Sa décontraction affichée résistera-t-elle à l’épreuve du terrain ? Au défi récurrent de la croissance économique, aux conflits sociaux qui s’annoncent, le Premier ministre devra faire face à la montée de la contestation dans le sud du pays. Une épreuve de plus pour Sellal qui avait, dès son installation, tenté d’insuffler une dynamique nouvelle.
Du pragmatisme et un discours à la limite du populisme. Depuis qu’il a succédé à Ouyahia, Abdelmalek Sellal tente d’imposer un nouveau mode de gouvernance, bannissant les discours rébarbatifs, leur préférant une certaine proximité. Il avait entamé son mandat en affichant sa volonté de s’attaquer à la bureaucratie, de rétablir la notion de secteur public et d’assainir le climat des affaires. Au final, beaucoup de promesses et quelques mesures. En décembre dernier, il donnait un coup de pied dans la fourmilière en instruisant les banques de fluidifier le système bancaire, de simplifier les procédures d’ouverture des comptes bancaires et de faciliter l’octroi et la levée des crédits bancaires au profit des entreprises. Objectif : rendre le climat des affaires plus attractif. La tâche s’avère cependant ardue, en témoigne le dernier rapport Doing Business de la Banque mondiale qui classait l’Algérie à la 152e place, quasiment à la dernière place en ce qui concerne la facilité de lancement d’une entreprise, l’accès au crédit, l’obtention d’un permis de construire et les procédures liées au commerce extérieur. C’est dire que la tâche est ardue et que l’héritage de plusieurs décennies ne pourrait être effacé par de simples instructions. Sur le terrain social, les défis sont aussi grands. Plusieurs dossiers sont encore en suspens aussi bien dans la Fonction publique que dans les secteurs de l’éducation et de la santé. Les syndicats continuent de brandir des plateformes de revendications non satisfaites.

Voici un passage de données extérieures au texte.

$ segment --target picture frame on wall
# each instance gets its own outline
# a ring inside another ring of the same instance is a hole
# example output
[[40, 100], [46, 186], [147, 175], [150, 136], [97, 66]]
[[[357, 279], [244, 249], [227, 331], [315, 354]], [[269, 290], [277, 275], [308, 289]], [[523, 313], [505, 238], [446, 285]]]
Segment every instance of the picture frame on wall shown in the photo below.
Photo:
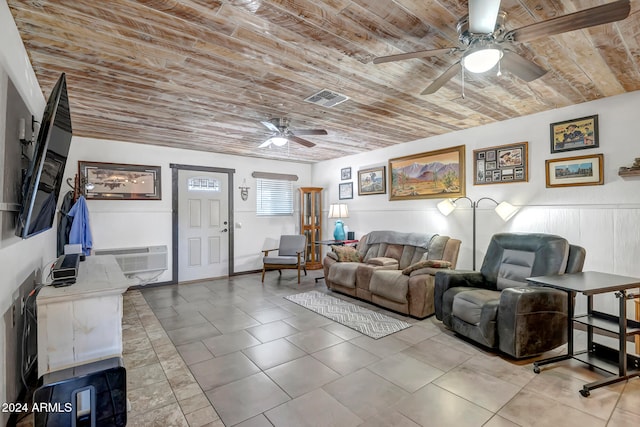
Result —
[[545, 161], [547, 188], [604, 184], [604, 154]]
[[162, 199], [160, 166], [79, 161], [78, 170], [87, 200]]
[[338, 199], [353, 199], [353, 182], [343, 182], [339, 184]]
[[551, 153], [600, 146], [598, 115], [551, 123]]
[[358, 171], [358, 196], [370, 194], [386, 194], [385, 167], [362, 169]]
[[351, 179], [351, 168], [342, 168], [340, 169], [340, 179], [344, 181], [345, 179]]
[[465, 146], [389, 160], [389, 200], [465, 196]]
[[504, 184], [529, 180], [529, 143], [473, 150], [473, 184]]

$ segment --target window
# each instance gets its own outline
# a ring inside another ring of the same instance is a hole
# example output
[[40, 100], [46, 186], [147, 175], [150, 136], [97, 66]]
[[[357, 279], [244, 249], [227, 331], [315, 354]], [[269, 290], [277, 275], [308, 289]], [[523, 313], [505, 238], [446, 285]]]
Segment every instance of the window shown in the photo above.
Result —
[[293, 215], [293, 182], [256, 178], [256, 214]]
[[220, 181], [213, 178], [189, 178], [187, 183], [189, 191], [220, 191]]

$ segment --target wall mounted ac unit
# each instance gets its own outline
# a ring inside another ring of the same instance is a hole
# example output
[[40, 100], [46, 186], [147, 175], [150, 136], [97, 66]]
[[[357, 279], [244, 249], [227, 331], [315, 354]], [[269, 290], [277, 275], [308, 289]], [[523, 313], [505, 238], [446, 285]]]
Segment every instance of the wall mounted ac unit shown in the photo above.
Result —
[[96, 249], [95, 255], [113, 255], [125, 275], [159, 272], [168, 267], [167, 246]]

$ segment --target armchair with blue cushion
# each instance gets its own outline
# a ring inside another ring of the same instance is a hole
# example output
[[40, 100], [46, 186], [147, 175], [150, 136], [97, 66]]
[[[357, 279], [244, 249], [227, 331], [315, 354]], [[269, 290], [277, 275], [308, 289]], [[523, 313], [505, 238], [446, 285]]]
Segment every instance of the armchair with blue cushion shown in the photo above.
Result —
[[515, 358], [552, 350], [567, 342], [567, 293], [529, 286], [526, 279], [580, 272], [585, 255], [584, 248], [552, 234], [496, 234], [480, 271], [436, 274], [436, 318]]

Si les syndicats de la santé, par exemple, applaudissent la célérité avec laquelle le Premier ministre s’est emparé des dossiers, ils attendent la concrétisation des promesses par des textes répondant à leurs doléances. Le Premier ministre a pu également vérifier qu’en matière de communication, les traditions sont depuis longtemps établies et qu’il est difficile de les chambouler. En première ligne après l’attaque de Tiguentourine, le Premier ministre a dû expliquer, justifier les choix de l’Algérie face à un parterre de journalistes locaux et étrangers. Le ton particulièrement décontracté qu’il avait alors adopté avait laissé dubitatif. Conservera-t-il longtemps cette attitude plutôt détachée face à ce qui semble être l’un des premiers tests sérieux auquel il fait face, à savoir la contestation qui prend de l’ampleur dans le sud du pays.

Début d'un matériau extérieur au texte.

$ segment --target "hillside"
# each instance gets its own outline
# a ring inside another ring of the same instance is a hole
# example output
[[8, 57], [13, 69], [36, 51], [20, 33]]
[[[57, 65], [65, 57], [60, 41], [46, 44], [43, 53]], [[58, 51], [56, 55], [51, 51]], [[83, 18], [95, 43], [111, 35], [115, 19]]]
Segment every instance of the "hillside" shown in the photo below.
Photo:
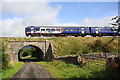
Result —
[[118, 53], [118, 38], [113, 37], [77, 37], [77, 38], [1, 38], [3, 45], [8, 41], [41, 41], [50, 40], [54, 54], [73, 55], [91, 53]]

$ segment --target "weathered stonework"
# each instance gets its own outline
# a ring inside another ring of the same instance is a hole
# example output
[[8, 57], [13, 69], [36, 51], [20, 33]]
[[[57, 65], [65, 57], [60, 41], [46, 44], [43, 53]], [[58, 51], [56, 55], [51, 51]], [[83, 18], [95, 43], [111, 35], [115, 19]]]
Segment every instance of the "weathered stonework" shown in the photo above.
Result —
[[111, 56], [118, 56], [120, 54], [118, 53], [96, 53], [96, 54], [81, 54], [80, 56], [82, 56], [83, 58], [85, 59], [88, 59], [88, 60], [102, 60], [102, 59], [107, 59]]
[[[12, 61], [18, 61], [18, 53], [25, 46], [36, 46], [43, 52], [43, 60], [51, 61], [53, 57], [52, 43], [50, 41], [9, 41], [6, 53], [10, 55]], [[47, 56], [46, 56], [47, 54]]]

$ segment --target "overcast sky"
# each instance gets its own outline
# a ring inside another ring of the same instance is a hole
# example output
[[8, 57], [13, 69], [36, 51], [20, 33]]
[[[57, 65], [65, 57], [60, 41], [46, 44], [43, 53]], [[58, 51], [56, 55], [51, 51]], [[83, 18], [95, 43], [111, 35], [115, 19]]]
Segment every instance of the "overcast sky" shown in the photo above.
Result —
[[29, 25], [109, 25], [118, 14], [118, 2], [1, 0], [0, 10], [0, 36], [25, 37]]

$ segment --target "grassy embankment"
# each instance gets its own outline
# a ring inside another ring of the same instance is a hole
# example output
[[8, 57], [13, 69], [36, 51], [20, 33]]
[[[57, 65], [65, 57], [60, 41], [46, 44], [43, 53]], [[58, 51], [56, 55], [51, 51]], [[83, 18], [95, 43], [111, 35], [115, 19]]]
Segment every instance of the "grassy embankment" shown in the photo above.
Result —
[[[54, 54], [79, 55], [93, 53], [118, 53], [118, 38], [56, 38], [53, 39]], [[107, 45], [106, 45], [107, 44]]]
[[40, 65], [46, 66], [54, 78], [71, 79], [72, 78], [104, 78], [105, 77], [105, 60], [87, 61], [84, 67], [79, 67], [73, 64], [66, 64], [63, 61], [53, 62], [37, 62]]
[[[3, 38], [5, 44], [12, 41], [41, 41], [50, 40], [54, 54], [79, 55], [92, 53], [118, 53], [118, 38], [107, 44], [113, 37], [77, 37], [77, 38]], [[107, 45], [106, 45], [107, 44]]]
[[12, 62], [11, 67], [2, 71], [2, 79], [11, 78], [21, 67], [23, 62]]

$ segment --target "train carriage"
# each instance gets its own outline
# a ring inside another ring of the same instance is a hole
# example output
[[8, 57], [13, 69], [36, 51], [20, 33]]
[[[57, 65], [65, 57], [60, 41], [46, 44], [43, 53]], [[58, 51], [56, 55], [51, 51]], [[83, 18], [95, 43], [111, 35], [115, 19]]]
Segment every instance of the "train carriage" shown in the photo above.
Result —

Depuis Illizi, le Premier ministre affirmait que des parties aiguisaient les tensions dans le sud du pays. La tension est cependant bien réelle. La problématique de l’emploi a réveillé la fibre contestataire chez les chômeurs dans plusieurs villes du sud du pays. Face aux actions de contestation qui prennent de l’ampleur, le Premier ministre a pris une décision inédite mines dans les annales : des mesures spécifiques pour l’emploi dans le Sud sont désormais en vigueur. Les entreprises activant dans les régions du sud du pays devront à l’avenir accorder la priorité dans leur recrutement à la main-d’œuvre locale. Il a été également décidé d’accorder des crédits sans intérêts aux jeunes promoteurs et aux chômeurs de ces régions pour leur permettre de créer des micro-entreprises. Des mesures spécifiques qui n’ont pas apaisé la colère des milliers de jeunes qui se sont rassemblés à Ouargla pour dire leur colère d’être écartés du marché du travail. Sellal sera aujourd’hui à Béchar, où la problématique de l’emploi sera certainement posée avec en toile de fond de véritables enjeux politiques. Les risques de clivage entre le sud et le nord du pays inquiètent au plus haut lieu. Le gouvernement Sellal est particulièrement attendu sur cette question si sensible dans un contexte marqué par une instabilité dans le Sahel et les tentations d’instrumentalisation des mouvements de contestation. Le Premier ministre subit un test de taille au moment même où les révélations sur des affaires de corruption éclaboussent de hauts cadres, le tout sur fond de révision de la Constitution, mettant un terme définitif à la période de grâce.
N. I.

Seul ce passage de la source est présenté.